WARNING
The court hearing this matter directs that the following notice be attached to the file:
A non-publication and non-broadcast order in this proceeding has been issued under subsection 486.4(1) of the Criminal Code. This subsection and subsection 486.6(1) of the Criminal Code, which is concerned with the consequence of failure to comply with an order made under subsection 486.4(1), read as follows:
486.4 Order restricting publication — sexual offences. — (1) Subject to subsection (2), the presiding judge or justice may make an order directing that any information that could identify the victim or a witness shall not be published in any document or broadcast or transmitted in any way, in proceedings in respect of
(a) any of the following offences:
(i) an offence under section 151, 152, 153, 153.1, 155, 160, 162, 163.1, 170, 171, 171.1, 172, 172.1, 172.2, 173, 213, 271, 272, 273, 279.01, 279.011, 279.02, 279.03, 280, 281, 286.1, 286.2, 286.3, 346 or 347, or
(ii) any offence under this Act, as it read from time to time before the day on which this subparagraph comes into force, if the conduct alleged would be an offence referred to in subparagraph (i) if it occurred on or after that day; or
(b) two or more offences being dealt with in the same proceeding, at least one of which is an offence referred to in paragraph (a).

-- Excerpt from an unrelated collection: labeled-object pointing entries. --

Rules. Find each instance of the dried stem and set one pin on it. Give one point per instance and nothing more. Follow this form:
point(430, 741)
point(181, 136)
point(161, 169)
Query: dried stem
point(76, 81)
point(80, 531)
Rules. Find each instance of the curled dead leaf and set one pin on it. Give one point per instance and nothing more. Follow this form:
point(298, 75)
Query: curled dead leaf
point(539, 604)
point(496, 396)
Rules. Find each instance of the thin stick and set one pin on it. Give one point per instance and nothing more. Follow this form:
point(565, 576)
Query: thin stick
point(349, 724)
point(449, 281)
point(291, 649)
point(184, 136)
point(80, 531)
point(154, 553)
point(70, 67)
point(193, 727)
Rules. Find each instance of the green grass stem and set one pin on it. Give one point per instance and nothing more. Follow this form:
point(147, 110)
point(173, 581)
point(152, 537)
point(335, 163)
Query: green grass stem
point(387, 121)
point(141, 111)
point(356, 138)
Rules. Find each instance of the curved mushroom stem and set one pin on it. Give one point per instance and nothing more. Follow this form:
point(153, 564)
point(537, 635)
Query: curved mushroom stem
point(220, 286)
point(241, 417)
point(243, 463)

(2) MANDATORY ORDER ON APPLICATION — In proceedings in respect of the offences referred to in paragraph (1)(a) or (b), the presiding judge or justice shall
(a) at the first reasonable opportunity, inform any witness under the age of eighteen years and the victim of the right to make an application for the order; and
(b) on application made by the victim, the prosecutor or any such witness, make the order.
486.6 OFFENCE — (1) Every person who fails to comply with an order made under subsection 486.4(1), (2) or (3) or 486.5(1) or (2) is guilty of an offence punishable on summary conviction.
Court Information
Ontario Court of Justice
Date: 2020-04-09
Court File No.: Brampton 3111 998 17 12930
Between:
Her Majesty the Queen
— and —
J.W.
Before: Justice G.P. Renwick
Written Submissions Received: 08 and 09 April 2020
Reasons for Judgment Released: 09 April 2020
Counsel:
- K. Slate, counsel for the Crown
- M. LeBlanc, counsel for the defendant J.W.
Reasons for Sentence
RENWICK J.:
Introduction
[1] Following a brief trial, I found the Defendant guilty of one count of sexual assault and not guilty of assault.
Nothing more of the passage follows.